Astutò il televisore. La prima cosa che fece fu di telefonare a Mimì Augello.

«Lo sai che macari dalle parti nostri ci stanno gli elefanti?»

«Ma cosa?…»

«Poi te lo spiego. Tra un’ora al massimo al commissariato.»

Quindi chiamò Fazio.

«È stato ammazzato un elefante.»

«Babbìa?»

«Non ho gana di babbiare. A Fiacca, apparteneva a un circo. è stato trovato il pizzino. Tu mi pare che sei amico del maresciallo Adragna.»

«Compare mio è.»

«Bene, fai un salto a Fiacca e se il tuo compare ha trovato il bossolo, fattelo prestare per una giornata. Ah, e dato che ci sei, vedi se ti dà macari il pizzino.»

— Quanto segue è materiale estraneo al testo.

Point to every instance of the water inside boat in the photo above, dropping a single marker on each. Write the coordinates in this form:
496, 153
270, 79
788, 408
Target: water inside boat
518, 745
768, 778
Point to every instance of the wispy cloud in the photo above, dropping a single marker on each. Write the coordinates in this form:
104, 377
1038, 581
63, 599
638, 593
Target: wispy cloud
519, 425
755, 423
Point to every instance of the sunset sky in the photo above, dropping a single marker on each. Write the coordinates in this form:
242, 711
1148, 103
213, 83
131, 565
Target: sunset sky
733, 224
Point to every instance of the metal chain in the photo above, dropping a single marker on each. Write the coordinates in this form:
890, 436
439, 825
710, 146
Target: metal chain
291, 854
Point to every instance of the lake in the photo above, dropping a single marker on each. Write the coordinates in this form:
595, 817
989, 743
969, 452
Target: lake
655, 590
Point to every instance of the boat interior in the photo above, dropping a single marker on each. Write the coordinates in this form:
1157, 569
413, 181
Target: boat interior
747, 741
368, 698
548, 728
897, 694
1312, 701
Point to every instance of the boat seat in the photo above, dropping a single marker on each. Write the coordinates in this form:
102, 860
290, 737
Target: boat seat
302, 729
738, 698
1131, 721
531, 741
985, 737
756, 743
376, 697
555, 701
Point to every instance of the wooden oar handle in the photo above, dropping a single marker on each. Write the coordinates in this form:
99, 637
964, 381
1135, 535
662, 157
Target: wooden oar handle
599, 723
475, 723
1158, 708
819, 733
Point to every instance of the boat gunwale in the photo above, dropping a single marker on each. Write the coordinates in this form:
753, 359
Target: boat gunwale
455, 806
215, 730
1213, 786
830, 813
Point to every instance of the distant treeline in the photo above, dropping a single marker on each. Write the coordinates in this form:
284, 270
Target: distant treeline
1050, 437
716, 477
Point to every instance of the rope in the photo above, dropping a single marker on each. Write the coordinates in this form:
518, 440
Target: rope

Mentri in macchina si dirigeva al commissariato, pinsò che c’era qualichi cosa che non quatrava. Se la sua teoria era giusta, e lui sentiva che era giusta, all’ammazzatore d’armali abbisognava un nome che iniziava con la vocale i . Allora che ci trasiva il Circo delle Meraviglie ? E macari il nome dell’elefante principiava con la a. E allora?

La risposta l’ebbe quasi subito. Sulla facciata laterale di una delle prime case di Vigàta c’era un granni manifesto colorato. Con la coda dell’occhio gli parse di vedere il disegno di un clown. Fermò, scinnì, andò a taliare. Era la pubblicità del Circo delle Meraviglie e doveva trovarsi lì da qualche giorno perché era tanticchia strapazzata dal malottempo. Annunziava che il circo sarebbe stato a Vigàta il 20 ottobre. Troppo tardi per l’ammazzatore.